Le 24 août dernier, nous avons annoncé la fin de notre essai clinique. Aller au bout de cette deuxième étude de Phase 3 est un grand succès pour Pharnext. Désormais, nous visons deux étapes. La première sera d’annoncer comme prévu les premiers résultats de l’étude au 4ème trimestre 2023. La seconde consiste à signer un contrat de licence pour exploiter notre produit, le PXT3003. Nous y travaillons activement afin de signer ces contrats dans les meilleurs délais. Ils nous permettront de licencier le produit et de rendre sa commercialisation possible dans plusieurs zone géographique, en Europe, aux États-Unis et ailleurs.
Nous sommes confiants. Je crois fortement au projet de Pharnext parce qu’il s’agit de son deuxième essai de Phase 3. La première Phase 3 avait réussi, ses résultats étaient bons même si le bras de la dose élevée a été interrompu prématurément à cause d’un problème de formulation du produit. Les autorités sanitaires européennes et américaines ont jugé que le nombre élevé de données manquantes à cette dose élevée ne permettait pas de tirer des conclusions robustes de cette première étude. Un deuxième essai de Phase 3 a donc été conduit pour générer un nombre suffisant de données de patients, et satisfaire la FDA. Aujourd’hui, certains patients reçoivent le produit depuis plus de 6 ans, sans effet secondaire majeur démontré. Notre candidat médicament – le seul actuellement en phase clinique dans la maladie de Charcot-Marie-Tooth de type 1A – est très encourageant : nous avons aujourd’hui des patients dont la maladie neurodégénérative a cessé de progresser et, dans le meilleur des cas, certains ont même vu la maladie régresser.
En quoi l’aval de la FDA et l’accès au marché américain sont-ils essentiels pour vous ?

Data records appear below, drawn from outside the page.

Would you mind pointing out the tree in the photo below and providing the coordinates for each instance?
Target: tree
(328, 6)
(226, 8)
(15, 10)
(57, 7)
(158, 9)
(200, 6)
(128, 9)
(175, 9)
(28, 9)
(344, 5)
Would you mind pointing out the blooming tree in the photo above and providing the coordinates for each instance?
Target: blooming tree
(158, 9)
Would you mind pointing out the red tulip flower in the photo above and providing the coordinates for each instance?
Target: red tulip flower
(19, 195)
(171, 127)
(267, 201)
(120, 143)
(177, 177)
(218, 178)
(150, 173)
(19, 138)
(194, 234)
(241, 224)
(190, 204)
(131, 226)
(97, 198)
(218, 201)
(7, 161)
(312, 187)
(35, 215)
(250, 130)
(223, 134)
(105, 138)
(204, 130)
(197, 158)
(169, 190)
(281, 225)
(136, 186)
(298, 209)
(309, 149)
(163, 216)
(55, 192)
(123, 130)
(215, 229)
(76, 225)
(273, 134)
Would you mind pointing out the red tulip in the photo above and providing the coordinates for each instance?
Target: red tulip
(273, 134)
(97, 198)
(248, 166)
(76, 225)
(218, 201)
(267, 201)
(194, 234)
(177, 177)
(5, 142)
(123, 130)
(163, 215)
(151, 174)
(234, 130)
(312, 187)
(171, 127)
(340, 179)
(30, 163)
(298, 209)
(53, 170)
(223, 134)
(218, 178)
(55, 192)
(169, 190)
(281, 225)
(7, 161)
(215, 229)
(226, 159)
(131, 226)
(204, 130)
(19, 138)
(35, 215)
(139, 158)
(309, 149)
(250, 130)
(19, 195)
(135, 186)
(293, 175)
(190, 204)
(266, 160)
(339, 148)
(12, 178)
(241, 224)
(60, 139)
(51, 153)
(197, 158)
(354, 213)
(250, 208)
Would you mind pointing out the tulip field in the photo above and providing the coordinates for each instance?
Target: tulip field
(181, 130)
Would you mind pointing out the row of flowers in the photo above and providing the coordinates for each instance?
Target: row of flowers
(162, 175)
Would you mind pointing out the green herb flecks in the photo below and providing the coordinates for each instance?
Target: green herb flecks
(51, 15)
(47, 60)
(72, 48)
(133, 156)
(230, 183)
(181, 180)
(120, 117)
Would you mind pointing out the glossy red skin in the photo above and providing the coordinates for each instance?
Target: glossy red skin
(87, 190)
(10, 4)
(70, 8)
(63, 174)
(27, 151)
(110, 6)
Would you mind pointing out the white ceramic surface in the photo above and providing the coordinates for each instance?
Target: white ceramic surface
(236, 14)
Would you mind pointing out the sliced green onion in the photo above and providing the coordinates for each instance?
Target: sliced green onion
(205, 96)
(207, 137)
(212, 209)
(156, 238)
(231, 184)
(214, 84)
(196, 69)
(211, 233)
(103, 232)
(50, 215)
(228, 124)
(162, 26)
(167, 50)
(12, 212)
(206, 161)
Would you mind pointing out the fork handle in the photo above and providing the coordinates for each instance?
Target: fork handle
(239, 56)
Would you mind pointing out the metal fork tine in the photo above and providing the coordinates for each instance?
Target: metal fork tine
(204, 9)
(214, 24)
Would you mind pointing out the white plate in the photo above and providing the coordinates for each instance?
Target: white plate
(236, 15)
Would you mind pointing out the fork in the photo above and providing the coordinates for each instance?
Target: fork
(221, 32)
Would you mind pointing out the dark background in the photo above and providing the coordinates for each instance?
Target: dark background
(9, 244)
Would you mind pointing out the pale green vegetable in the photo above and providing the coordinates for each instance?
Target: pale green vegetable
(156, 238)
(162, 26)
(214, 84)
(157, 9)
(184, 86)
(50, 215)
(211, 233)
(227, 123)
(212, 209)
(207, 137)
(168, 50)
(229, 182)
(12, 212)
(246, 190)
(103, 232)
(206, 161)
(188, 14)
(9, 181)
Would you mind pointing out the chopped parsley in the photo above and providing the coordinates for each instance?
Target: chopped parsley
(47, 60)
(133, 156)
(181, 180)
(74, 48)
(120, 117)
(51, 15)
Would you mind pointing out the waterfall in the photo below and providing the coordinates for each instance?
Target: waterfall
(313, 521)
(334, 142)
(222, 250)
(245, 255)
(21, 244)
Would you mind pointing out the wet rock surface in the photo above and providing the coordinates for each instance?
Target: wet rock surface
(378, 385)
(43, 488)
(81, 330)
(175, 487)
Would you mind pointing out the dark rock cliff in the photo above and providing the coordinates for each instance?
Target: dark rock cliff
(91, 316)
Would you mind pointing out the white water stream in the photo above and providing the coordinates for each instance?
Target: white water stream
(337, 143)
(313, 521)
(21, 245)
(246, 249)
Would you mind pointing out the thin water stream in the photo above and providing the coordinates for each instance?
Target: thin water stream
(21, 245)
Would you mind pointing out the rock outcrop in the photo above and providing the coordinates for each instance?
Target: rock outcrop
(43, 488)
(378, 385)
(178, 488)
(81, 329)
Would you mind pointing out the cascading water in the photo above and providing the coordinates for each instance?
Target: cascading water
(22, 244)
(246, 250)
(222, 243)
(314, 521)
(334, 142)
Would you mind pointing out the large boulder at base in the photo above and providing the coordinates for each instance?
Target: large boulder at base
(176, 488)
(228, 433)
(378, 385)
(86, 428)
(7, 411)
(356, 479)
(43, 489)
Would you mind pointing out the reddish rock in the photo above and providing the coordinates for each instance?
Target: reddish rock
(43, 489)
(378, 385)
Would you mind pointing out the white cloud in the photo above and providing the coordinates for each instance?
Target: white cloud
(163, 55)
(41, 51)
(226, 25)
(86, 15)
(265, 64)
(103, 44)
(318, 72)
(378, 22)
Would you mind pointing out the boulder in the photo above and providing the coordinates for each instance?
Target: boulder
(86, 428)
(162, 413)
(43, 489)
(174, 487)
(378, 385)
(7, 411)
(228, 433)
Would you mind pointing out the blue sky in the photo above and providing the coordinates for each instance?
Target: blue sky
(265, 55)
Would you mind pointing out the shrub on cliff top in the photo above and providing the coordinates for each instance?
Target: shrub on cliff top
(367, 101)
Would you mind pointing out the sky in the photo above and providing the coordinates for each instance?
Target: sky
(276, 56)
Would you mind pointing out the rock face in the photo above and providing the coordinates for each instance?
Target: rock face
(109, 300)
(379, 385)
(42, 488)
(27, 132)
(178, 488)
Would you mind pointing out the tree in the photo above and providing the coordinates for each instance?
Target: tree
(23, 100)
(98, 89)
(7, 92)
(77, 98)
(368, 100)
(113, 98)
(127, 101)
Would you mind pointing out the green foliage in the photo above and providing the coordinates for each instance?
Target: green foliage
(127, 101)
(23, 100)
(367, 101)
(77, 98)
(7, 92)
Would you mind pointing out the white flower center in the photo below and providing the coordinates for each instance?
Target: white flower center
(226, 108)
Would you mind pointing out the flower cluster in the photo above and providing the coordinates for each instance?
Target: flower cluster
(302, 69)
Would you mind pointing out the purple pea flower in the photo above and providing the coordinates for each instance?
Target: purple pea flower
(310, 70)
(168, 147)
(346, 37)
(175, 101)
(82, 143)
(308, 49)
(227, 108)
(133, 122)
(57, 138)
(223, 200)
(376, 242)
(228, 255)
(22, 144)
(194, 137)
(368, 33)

Je vais vous donner un ordre de grandeur : selon notre estimation, le marché du PXT3003 représente 400 millions d’euros par an dans le monde, dont 250 millions aux États-Unis. Le marché américain est donc essentiel et nous ne mettrons pas notre médicament sur le marché sans avoir la certitude d’avoir accès au marché américain. Nous avons des discussions aussi bien avec l’EMA (l’Agence européenne du médicament) qu’avec la FDA. Il faut garder les pieds sur terre, mais je crois que nous sommes à l’aube de réussir un pari stratosphérique. Cela démontrera que notre programme d’OCABSA (obligations convertibles et bons de souscription d’actions) peut être une excellente solution pour éviter notamment que les sociétés déposent le bilan – et nous l’avons déjà démontré avec Cybergun – à une échelle encore plus large.